Resilient task scheduling with ECS Fargate

Andreas Wittig – 05 Nov 2019

Many applications use scheduled jobs to automate recurring tasks, such as:

  • Generating and sending a monthly report.
  • Disabling users who haven’t logged in for more than 365 days.
  • Deleting stale data from the database.

Scheduled Jobs

Doing so is simple, as long as an application runs on a single machine. In that case, cron, a time-based job scheduler does the trick. But what to do when your workload is running on ECS and Fargate?

Read on to learn why using cron or ECS scheduled tasks is not an option. On top of that, you will get to know an advanced solution for scheduling jobs on ECS and Fargate.

Don’t: Use cron inside a container

It is an obvious but wrong choice to use cron to trigger scheduled jobs.

  1. It is an anti-pattern to run more than one process per container. Therefore, running your application and cron in one container is a no go.
  2. There is no guarantee that ECS is running your container 24/7 exactly once. Therefore, using cron inside a container may cause jobs to run multiple times or not at all.
  3. It is not very cost-effective to run a container on Fargate 24/7 to execute a job a few times per day/week/month.

Don’t: Use ECS scheduled tasks

AWS proposes the following solution in their documentation:

  1. Open the AWS Management Console.
  2. Select your ECS cluster.
  3. Create a Scheduled Task based on a fixed interval or cron-like expression.

Behind the scenes, AWS is creating a CloudWatch event rule which starts an ECS task based on the defined schedule, as shown in the following figure.

A CloudWatch Events Rule starts an ECS task

I highly recommend not to use this approach because it is missing an important aspect: the monitoring of the scheduled job. Neither does this approach provide a way to define a timeout for the scheduled job, nor does it retry a failed job. Instead, ECS scheduled tasks are operating in fire-and-forget mode. In summary, this approach is not resilient.

Do: Use Step Functions to start and monitor an ECS task

Nevertheless, there is a more resilient solution to schedule jobs with ECS and Fargate. As shown in the figure below, three components work together to schedule jobs:

  • CloudWatch Events Rule: triggers the state machine based on a schedule.
  • Step Functions: a state machine orchestrating simple or complex workflows. In this scenario, the state machine starts a container and waits until the container exits.
  • Fargate: the computing engine for the container executing the scheduled job.

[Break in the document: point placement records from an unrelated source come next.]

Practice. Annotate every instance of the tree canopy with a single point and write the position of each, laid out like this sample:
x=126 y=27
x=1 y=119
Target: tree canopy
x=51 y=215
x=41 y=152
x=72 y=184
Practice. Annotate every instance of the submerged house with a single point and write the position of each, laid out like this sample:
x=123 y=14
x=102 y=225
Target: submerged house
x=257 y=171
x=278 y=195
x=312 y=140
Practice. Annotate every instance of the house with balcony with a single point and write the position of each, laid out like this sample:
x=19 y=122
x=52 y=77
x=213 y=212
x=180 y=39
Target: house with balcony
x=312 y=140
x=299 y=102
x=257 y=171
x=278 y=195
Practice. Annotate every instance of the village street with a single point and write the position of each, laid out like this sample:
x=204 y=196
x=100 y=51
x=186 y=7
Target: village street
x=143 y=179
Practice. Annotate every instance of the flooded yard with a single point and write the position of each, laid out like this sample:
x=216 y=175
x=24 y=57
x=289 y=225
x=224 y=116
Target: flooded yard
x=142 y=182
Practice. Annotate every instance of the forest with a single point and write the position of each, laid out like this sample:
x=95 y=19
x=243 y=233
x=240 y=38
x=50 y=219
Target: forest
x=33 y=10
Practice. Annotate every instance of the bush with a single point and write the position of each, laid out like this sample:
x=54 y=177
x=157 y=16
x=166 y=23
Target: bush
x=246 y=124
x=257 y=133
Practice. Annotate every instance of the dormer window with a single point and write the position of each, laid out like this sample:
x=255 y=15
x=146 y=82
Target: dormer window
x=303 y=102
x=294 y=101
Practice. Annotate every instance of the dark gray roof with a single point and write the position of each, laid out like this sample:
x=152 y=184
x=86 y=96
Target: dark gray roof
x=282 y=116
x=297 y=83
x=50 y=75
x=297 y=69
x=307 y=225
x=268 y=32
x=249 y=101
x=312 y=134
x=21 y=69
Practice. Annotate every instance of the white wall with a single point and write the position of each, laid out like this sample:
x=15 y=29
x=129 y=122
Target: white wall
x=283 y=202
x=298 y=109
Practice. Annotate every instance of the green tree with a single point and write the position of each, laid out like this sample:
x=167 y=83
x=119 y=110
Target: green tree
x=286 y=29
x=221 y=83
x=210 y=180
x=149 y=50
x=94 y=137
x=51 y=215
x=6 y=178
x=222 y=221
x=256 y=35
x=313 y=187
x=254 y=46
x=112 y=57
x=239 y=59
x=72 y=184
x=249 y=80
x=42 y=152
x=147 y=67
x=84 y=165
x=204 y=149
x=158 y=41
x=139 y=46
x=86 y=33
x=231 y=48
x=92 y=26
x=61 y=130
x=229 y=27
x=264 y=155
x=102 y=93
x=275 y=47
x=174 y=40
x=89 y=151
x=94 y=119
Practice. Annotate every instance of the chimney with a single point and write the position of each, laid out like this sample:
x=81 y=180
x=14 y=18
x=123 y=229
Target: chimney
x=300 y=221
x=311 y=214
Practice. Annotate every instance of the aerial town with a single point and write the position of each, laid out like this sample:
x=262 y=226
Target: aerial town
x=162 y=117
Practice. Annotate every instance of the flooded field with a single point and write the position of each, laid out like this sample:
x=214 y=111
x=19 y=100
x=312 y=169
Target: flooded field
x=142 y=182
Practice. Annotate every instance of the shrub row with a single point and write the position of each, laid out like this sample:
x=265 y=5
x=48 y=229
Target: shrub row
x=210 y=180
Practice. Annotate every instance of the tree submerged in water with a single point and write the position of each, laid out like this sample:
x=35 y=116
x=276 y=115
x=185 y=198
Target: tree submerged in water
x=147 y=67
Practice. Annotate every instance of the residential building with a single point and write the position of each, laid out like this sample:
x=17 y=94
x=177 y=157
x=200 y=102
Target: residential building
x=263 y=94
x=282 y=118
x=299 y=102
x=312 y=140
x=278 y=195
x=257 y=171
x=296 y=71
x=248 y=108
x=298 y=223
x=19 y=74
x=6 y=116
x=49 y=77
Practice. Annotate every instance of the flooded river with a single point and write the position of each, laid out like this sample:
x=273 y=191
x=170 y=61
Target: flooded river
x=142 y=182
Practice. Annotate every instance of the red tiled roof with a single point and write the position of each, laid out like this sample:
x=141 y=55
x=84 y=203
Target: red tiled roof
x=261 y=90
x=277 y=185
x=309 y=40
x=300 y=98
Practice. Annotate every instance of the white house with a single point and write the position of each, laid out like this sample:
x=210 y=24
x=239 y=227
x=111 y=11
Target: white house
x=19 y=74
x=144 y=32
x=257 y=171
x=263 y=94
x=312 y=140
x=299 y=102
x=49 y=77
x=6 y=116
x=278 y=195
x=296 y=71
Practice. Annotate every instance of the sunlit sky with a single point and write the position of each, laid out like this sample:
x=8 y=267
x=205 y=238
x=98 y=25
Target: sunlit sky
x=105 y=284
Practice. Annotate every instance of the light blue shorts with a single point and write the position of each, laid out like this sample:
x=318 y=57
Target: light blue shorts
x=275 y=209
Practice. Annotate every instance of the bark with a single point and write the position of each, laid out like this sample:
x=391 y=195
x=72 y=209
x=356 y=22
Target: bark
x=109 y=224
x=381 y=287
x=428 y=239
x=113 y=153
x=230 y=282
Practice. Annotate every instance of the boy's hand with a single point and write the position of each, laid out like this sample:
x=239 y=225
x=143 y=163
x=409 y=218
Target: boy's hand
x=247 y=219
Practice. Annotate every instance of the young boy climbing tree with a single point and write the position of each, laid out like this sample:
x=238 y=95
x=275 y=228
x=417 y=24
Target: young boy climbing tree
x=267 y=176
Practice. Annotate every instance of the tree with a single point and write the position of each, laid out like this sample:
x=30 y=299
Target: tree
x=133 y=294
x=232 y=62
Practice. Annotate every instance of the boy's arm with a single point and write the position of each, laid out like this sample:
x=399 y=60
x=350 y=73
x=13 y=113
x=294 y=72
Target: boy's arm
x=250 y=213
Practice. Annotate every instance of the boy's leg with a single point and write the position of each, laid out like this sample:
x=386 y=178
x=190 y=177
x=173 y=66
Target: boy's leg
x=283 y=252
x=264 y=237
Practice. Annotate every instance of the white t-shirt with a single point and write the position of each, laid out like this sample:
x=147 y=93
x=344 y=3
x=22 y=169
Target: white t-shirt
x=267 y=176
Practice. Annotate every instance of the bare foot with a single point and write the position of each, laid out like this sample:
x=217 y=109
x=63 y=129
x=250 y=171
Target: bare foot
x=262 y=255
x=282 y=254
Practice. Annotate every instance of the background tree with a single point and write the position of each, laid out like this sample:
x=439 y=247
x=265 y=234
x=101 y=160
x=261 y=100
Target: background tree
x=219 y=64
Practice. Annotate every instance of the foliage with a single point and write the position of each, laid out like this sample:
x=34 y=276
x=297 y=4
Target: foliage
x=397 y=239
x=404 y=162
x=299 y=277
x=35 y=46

A CloudWatch Events Rule triggers a Step Function which starts an ECS task

The state machine is monitoring the health of the scheduled job. If necessary, the state machine will retry a failed job. Additionally, you should define a timeout for a scheduled job. When doing so, the state machine will stop a scheduled job after reaching the timeout to avoid running jobs endlessly, for example, in case of a misconfiguration.

Next, you will learn how to create a CloudWatch Events Rule, Step Functions state machine, and Fargate task definition with the help of CloudFormation.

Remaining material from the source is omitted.